Wenn Sie ein automatisches Bewässerungssystem verwenden, sollten Sie jetzt die Programmierung anpassen oder bei smarten Systemen ggf. in den „Herbstmodus“ wechseln – falls verfügbar.

Welche Pflanzen weiterhin regelmäßig Wasser benötigen

Nicht alle Pflanzen reduzieren ihren Wasserbedarf im Herbst gleichermaßen. Einige Gruppen benötigen auch bei niedrigen Temperaturen weiterhin regelmäßige, aber maßvolle Wassergaben. Dazu zählen insbesondere:

Immergrüne Pflanzen
  • Arten wie Kirschlorbeer, Rhododendron, Thuja oder Eibe verdunsten auch im Winter über ihre Blätter Wasser.

  • Bei unzureichender Bodenfeuchte kann es in frostfreien Perioden zur sogenannten „Frosttrocknis“ kommen – die Pflanze verdunstet Wasser, kann aber keines aufnehmen, weil der Boden gefroren ist.

  • Gießen Sie diese Pflanzen bis zum ersten Frost regelmäßig bei trockenem Wetter.

Neupflanzungen (z. B. Hecken, Gehölze)
  • Pflanzen, die im Frühling oder Sommer gesetzt wurden, haben in der Regel noch kein ausgebildetes, tiefreichendes Wurzelsystem.

  • Diese Jungpflanzen benötigen bis zum Wintereinbruch eine konstante Feuchtigkeitsversorgung, um Wurzelwachstum und Anwachsprozess zu sichern.

  • Auch bei herbstlicher Pflanzung ist eine gezielte Bewässerung notwendig – besonders in den ersten Wochen nach dem Einsetzen.
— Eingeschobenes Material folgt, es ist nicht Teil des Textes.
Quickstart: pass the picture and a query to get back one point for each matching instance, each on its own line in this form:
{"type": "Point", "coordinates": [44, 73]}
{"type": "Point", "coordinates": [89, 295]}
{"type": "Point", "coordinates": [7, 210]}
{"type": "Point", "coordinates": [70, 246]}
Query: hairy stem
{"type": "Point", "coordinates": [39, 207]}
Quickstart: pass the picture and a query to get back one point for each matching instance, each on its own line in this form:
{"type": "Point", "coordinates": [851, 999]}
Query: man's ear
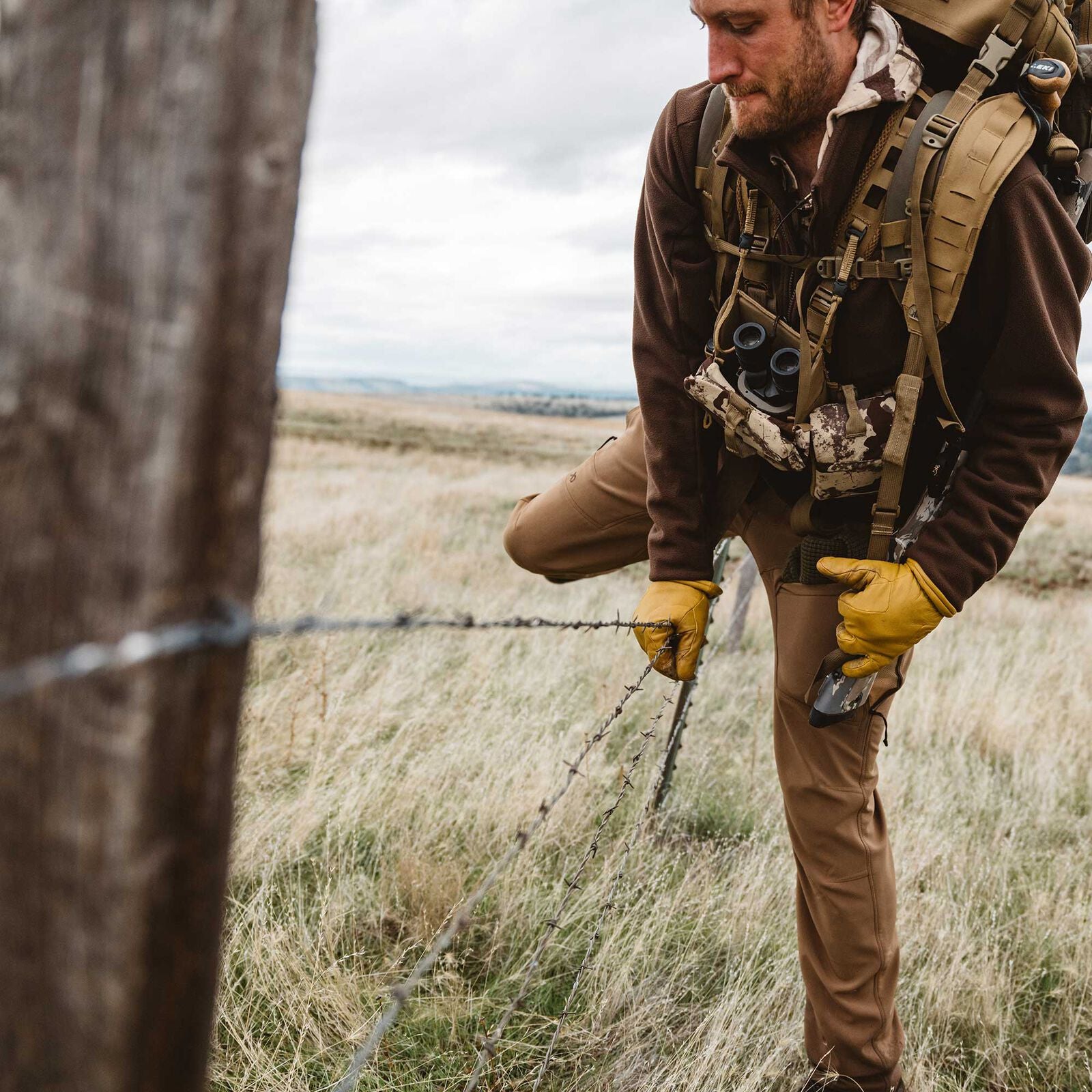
{"type": "Point", "coordinates": [838, 14]}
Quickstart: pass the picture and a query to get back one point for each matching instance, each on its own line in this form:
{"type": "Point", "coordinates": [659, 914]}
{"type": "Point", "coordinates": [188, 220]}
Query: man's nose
{"type": "Point", "coordinates": [724, 61]}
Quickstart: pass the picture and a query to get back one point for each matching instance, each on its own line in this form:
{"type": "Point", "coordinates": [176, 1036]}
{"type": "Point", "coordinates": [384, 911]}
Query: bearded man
{"type": "Point", "coordinates": [811, 85]}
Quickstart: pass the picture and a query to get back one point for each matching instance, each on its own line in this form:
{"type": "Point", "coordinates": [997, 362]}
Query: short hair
{"type": "Point", "coordinates": [859, 21]}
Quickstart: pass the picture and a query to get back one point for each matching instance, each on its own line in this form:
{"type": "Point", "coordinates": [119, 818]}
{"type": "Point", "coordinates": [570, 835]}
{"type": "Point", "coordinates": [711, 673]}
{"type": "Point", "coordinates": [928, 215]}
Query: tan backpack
{"type": "Point", "coordinates": [915, 220]}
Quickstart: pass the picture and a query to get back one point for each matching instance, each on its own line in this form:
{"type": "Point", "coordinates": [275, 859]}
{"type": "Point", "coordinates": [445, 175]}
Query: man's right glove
{"type": "Point", "coordinates": [684, 603]}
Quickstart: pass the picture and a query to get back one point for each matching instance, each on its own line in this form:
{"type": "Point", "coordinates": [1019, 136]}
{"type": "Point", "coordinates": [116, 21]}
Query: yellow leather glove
{"type": "Point", "coordinates": [684, 603]}
{"type": "Point", "coordinates": [889, 609]}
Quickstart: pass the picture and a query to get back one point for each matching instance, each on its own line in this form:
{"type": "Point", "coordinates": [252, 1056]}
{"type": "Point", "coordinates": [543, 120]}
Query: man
{"type": "Point", "coordinates": [811, 85]}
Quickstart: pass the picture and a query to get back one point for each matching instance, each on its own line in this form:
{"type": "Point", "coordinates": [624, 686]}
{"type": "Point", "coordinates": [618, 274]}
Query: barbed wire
{"type": "Point", "coordinates": [234, 629]}
{"type": "Point", "coordinates": [609, 904]}
{"type": "Point", "coordinates": [489, 1048]}
{"type": "Point", "coordinates": [744, 576]}
{"type": "Point", "coordinates": [461, 919]}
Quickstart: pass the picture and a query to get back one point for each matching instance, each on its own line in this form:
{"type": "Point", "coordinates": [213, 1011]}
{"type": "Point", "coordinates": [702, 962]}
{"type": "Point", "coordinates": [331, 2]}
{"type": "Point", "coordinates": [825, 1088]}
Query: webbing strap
{"type": "Point", "coordinates": [811, 375]}
{"type": "Point", "coordinates": [793, 261]}
{"type": "Point", "coordinates": [921, 313]}
{"type": "Point", "coordinates": [923, 347]}
{"type": "Point", "coordinates": [906, 393]}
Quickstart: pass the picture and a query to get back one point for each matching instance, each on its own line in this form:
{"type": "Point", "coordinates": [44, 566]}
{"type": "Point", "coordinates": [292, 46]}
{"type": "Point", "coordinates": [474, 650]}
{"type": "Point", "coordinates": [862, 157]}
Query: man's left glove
{"type": "Point", "coordinates": [684, 603]}
{"type": "Point", "coordinates": [889, 609]}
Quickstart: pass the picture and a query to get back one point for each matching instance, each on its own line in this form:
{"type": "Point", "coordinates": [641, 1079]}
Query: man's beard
{"type": "Point", "coordinates": [800, 103]}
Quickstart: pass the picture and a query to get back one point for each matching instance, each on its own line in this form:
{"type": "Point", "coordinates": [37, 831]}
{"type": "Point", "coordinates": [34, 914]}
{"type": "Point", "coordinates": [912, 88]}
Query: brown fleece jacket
{"type": "Point", "coordinates": [1015, 336]}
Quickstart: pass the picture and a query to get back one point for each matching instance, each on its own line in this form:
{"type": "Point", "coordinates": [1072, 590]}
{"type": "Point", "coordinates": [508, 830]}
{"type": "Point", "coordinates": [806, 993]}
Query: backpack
{"type": "Point", "coordinates": [915, 221]}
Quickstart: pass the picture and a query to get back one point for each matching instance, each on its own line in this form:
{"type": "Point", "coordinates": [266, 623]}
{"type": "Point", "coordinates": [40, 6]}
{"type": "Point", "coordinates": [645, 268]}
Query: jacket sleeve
{"type": "Point", "coordinates": [1031, 270]}
{"type": "Point", "coordinates": [673, 319]}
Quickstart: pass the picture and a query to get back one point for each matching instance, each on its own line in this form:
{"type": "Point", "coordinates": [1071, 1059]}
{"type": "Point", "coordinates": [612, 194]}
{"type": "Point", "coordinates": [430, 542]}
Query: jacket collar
{"type": "Point", "coordinates": [887, 74]}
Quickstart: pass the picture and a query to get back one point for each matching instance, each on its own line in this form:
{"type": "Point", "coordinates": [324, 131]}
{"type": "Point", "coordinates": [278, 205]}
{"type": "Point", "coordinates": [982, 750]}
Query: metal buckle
{"type": "Point", "coordinates": [939, 131]}
{"type": "Point", "coordinates": [822, 300]}
{"type": "Point", "coordinates": [887, 513]}
{"type": "Point", "coordinates": [995, 55]}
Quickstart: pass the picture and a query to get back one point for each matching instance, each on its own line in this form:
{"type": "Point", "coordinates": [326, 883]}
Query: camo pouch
{"type": "Point", "coordinates": [747, 429]}
{"type": "Point", "coordinates": [846, 444]}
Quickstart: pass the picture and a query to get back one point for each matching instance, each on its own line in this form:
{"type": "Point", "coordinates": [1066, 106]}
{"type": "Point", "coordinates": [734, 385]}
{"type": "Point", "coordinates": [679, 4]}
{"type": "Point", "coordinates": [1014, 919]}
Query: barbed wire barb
{"type": "Point", "coordinates": [486, 1052]}
{"type": "Point", "coordinates": [235, 628]}
{"type": "Point", "coordinates": [462, 917]}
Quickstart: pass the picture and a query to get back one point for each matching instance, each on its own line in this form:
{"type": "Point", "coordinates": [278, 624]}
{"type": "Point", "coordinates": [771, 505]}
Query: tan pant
{"type": "Point", "coordinates": [594, 520]}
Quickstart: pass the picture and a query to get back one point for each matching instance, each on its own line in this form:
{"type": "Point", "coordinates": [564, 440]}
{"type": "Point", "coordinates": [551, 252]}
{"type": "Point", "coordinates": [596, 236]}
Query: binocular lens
{"type": "Point", "coordinates": [786, 369]}
{"type": "Point", "coordinates": [749, 341]}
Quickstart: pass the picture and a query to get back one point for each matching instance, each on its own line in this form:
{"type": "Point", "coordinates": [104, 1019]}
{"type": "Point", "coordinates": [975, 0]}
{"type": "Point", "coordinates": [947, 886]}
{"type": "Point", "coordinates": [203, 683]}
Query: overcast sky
{"type": "Point", "coordinates": [471, 182]}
Containerpflanzen und Topfpflanzen im Freien
  • Pflanzkübel und Töpfe trocknen schneller aus als offene Beete, selbst im Herbst.

  • Kontrollieren Sie den Feuchtigkeitsgrad regelmäßig und gießen Sie bei Bedarf. Auch im Oktober kann eine tägliche Kontrolle notwendig sein.
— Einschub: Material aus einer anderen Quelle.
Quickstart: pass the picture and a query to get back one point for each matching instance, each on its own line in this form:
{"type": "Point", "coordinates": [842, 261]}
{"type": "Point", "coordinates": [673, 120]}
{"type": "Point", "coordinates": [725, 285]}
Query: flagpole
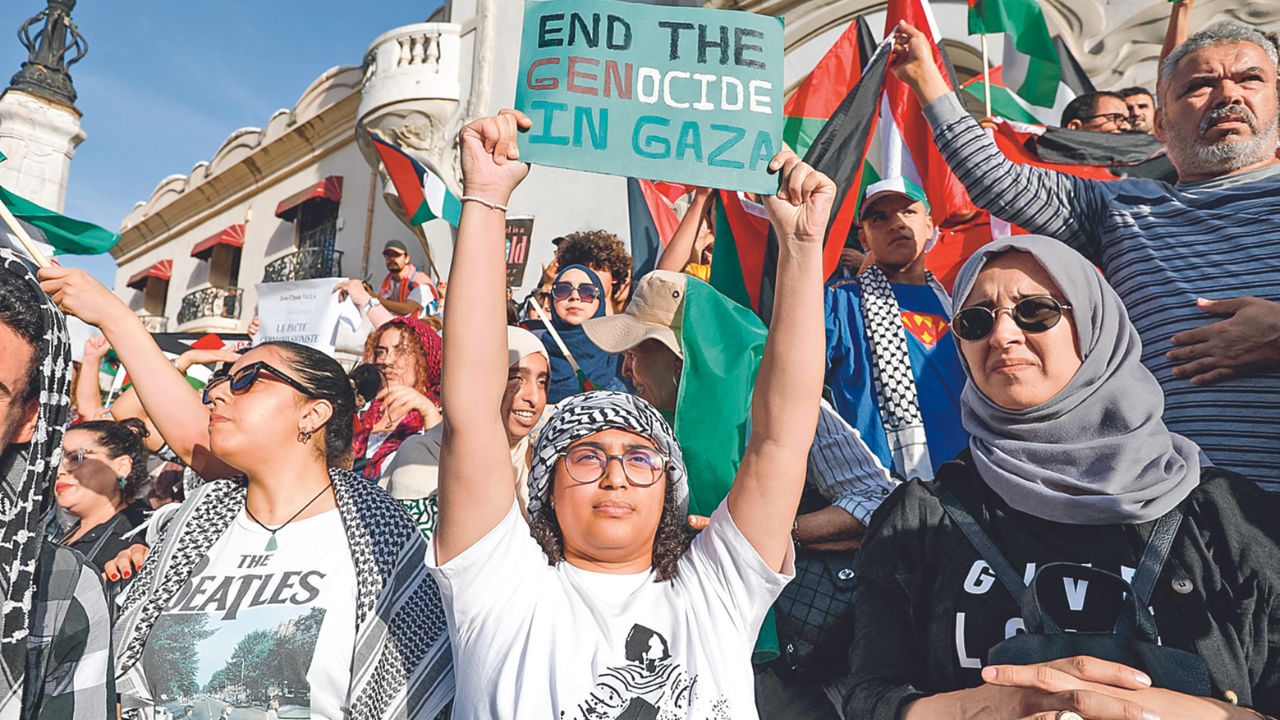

Ein häufiger Irrtum ist, dass der Regen im Herbst ausreicht, um die Pflanzen ausreichend mit Feuchtigkeit zu versorgen. Tatsächlich reichen viele Herbstniederschläge nicht aus, um die Wurzelbereiche tief genug zu durchfeuchten – besonders bei dichter Bepflanzung, dichten Böden oder in überdachten Gartenbereichen.
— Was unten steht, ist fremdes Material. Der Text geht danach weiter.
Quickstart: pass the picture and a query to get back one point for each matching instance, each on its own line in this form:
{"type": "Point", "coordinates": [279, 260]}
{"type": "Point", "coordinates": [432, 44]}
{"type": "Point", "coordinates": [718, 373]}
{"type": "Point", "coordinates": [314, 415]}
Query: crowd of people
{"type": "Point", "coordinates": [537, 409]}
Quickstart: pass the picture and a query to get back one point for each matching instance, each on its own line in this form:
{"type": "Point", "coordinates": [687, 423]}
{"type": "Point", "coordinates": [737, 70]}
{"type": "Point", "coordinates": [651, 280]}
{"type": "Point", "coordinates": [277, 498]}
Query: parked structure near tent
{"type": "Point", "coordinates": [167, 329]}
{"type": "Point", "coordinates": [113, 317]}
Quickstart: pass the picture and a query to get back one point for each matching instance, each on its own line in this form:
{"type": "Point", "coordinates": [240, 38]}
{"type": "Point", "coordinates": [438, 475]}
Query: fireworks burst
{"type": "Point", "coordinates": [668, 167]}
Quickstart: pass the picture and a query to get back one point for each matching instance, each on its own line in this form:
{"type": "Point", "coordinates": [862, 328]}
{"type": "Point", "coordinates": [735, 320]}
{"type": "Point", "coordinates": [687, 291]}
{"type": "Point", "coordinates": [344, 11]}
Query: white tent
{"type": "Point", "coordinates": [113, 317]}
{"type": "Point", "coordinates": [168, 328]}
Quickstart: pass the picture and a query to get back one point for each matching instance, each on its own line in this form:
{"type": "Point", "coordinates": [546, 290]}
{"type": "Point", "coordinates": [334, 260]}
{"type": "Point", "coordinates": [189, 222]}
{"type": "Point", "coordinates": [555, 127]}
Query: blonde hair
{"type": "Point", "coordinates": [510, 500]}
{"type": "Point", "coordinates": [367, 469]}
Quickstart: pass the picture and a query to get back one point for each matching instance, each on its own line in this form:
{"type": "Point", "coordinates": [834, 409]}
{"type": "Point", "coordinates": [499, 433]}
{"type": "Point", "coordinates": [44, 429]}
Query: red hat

Die richtige Bewässerung im Herbst besteht nicht aus einem einfachen „An“ oder „Aus“. Stattdessen sollten Sie die Gießmenge, Häufigkeit und Steuerung sorgfältig auf den tatsächlichen Bedarf Ihrer Pflanzen abstimmen.

So sichern Sie eine gesunde Überwinterung und beugen Schäden durch Trockenheit oder Fäulnis gezielt vor.